自転車は道路交通法で「軽車両」とされており、信号無視が「3カ月以下の懲役又は5万円以下の罰金」、酒酔い運転が「3年以下の懲役又は50万円以下の罰金」など、違反した場合には自動車と同じく罰則が設けられている。にもかかわらず、警察による検挙がまれなため、違反者は増加する一方。警察庁は対策として06年、積極的に「赤切符」を切る取り締まり強化に乗り出したのだけど、上記の事故件数を見る限り、効果が上がっているとは言い難いのだ。

そのため警察庁は昨年末、1978年以来30年ぶりとなる「交通の方法に関する教則」自転車関連部分の見直しを決定した。実施されるのは今春で、携帯電話、ヘッドホン、傘を使っての運転禁止が明文化されて罰則も科される予定。むやみにベルを鳴らすことも禁止され、「自転車同士が対面してすれ違う場合、お互いが左にハンドルを切って避ける」なんて項目も設けられているのだ。

さらにこの中には、補助いすを使っても3人乗りを禁止することが盛り込まれている。自転車はそもそも2人乗りが禁止されていて、現行法でも「2万円以下の罰金又は科料」の罰則があるのだけど、補助いすを付けた場合に限って2人乗りが、さらに一部地域ではおんぶ紐で背負えば3人まで乗れるようになっている。しかし、自転車の前後に補助いすを付けて3人乗りしている状況をよく見かけるのが実際のところ。産経新聞によると、子供が2人以上いる親の35%が3人乗りをしており、補助いすを2つ取り付けての3人乗りが違反であることを知らない人は42.3%にのぼっていたのだとか。

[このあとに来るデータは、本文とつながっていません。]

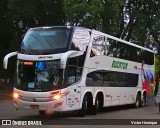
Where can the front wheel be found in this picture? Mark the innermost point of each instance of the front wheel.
(143, 101)
(138, 101)
(82, 111)
(42, 112)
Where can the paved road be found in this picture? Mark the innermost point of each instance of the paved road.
(8, 111)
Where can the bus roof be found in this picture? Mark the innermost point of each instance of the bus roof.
(98, 32)
(123, 41)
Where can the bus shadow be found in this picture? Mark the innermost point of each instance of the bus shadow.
(71, 114)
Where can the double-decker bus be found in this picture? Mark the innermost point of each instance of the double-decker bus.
(66, 68)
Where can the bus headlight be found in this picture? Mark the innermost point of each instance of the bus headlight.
(57, 97)
(16, 95)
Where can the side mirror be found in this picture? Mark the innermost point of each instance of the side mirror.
(67, 55)
(5, 60)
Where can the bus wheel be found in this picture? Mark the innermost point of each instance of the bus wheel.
(159, 107)
(96, 106)
(82, 111)
(138, 101)
(42, 112)
(143, 101)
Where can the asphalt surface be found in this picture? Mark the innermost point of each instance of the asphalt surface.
(127, 113)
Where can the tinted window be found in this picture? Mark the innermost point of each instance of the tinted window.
(80, 39)
(102, 45)
(111, 79)
(45, 40)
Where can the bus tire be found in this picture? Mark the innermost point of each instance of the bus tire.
(159, 107)
(82, 111)
(95, 107)
(143, 101)
(138, 101)
(42, 112)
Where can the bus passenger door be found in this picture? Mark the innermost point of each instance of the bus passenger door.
(73, 98)
(112, 96)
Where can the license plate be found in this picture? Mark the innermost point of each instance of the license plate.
(34, 106)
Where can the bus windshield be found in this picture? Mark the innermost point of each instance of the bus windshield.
(46, 41)
(39, 76)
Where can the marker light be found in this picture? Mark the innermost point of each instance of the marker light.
(15, 95)
(28, 63)
(56, 95)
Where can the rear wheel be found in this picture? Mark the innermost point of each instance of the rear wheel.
(159, 107)
(82, 111)
(143, 101)
(95, 107)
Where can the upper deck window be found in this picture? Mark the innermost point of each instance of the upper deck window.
(46, 41)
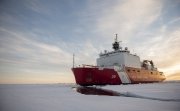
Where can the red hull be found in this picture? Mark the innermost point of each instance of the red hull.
(95, 76)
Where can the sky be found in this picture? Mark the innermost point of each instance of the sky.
(38, 37)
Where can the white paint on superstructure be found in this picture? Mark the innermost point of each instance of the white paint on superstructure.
(122, 75)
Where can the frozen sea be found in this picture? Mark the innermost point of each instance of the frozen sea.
(70, 97)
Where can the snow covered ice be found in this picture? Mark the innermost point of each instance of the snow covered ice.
(64, 97)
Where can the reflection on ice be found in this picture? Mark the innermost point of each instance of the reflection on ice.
(96, 91)
(100, 91)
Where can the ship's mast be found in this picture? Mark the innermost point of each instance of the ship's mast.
(73, 60)
(116, 44)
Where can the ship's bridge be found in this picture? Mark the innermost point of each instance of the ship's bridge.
(118, 57)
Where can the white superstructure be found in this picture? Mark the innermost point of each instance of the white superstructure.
(117, 58)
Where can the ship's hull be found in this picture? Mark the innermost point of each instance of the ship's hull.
(108, 76)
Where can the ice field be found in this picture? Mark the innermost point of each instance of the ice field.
(70, 97)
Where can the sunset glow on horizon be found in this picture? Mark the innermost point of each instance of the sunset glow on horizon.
(39, 37)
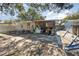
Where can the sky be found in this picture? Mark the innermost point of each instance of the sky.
(49, 15)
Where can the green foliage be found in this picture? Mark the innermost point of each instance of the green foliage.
(31, 14)
(73, 16)
(35, 9)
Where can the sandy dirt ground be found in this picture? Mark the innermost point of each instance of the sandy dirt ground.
(29, 45)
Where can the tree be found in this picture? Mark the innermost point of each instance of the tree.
(31, 14)
(73, 16)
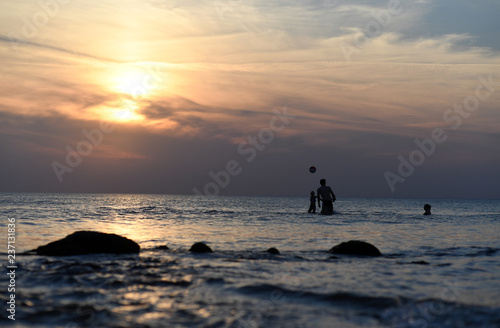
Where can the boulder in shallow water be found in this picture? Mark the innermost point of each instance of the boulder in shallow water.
(89, 242)
(355, 247)
(200, 248)
(273, 250)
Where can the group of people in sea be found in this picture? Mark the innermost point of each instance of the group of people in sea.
(326, 196)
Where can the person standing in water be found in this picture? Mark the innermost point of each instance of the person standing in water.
(325, 195)
(312, 206)
(427, 209)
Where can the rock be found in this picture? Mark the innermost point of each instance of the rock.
(273, 250)
(355, 247)
(89, 242)
(200, 248)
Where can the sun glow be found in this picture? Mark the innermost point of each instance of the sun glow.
(124, 111)
(136, 80)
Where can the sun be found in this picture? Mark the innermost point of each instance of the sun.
(136, 80)
(122, 111)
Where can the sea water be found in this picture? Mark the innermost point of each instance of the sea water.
(441, 270)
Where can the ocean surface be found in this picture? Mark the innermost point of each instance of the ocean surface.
(441, 270)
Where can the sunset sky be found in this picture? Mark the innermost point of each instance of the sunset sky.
(242, 97)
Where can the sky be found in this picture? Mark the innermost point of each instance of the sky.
(393, 98)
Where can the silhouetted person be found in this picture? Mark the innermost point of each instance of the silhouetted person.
(427, 209)
(325, 195)
(312, 206)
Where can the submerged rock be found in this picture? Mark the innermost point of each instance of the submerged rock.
(355, 247)
(89, 242)
(200, 248)
(273, 250)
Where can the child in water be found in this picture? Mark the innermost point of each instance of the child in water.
(312, 206)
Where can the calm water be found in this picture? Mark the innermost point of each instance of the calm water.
(437, 271)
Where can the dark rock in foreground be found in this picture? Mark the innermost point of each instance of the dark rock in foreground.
(200, 248)
(89, 242)
(355, 247)
(273, 250)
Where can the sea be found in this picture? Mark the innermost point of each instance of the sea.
(441, 270)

産経新聞は、3人の子供を抱える女性会社員の困惑する声を紹介するとともに、今春の改正によって混乱が生じることを懸念している。同紙は少子化対策に逆行することや、自転車の代替として自動車を使うと回答した人が多かったことから環境保護にも即していないと指摘する声も掲載しているのだけど、違反者が後を絶たず、重大な事故が少なくないことから取り締まりの強化はやむを得ない処置なのかもしれない。いずれにせよ、心無い一部の利用者によって多くの人が不便な思いをするのは、なんとも悲しい限りなのだ。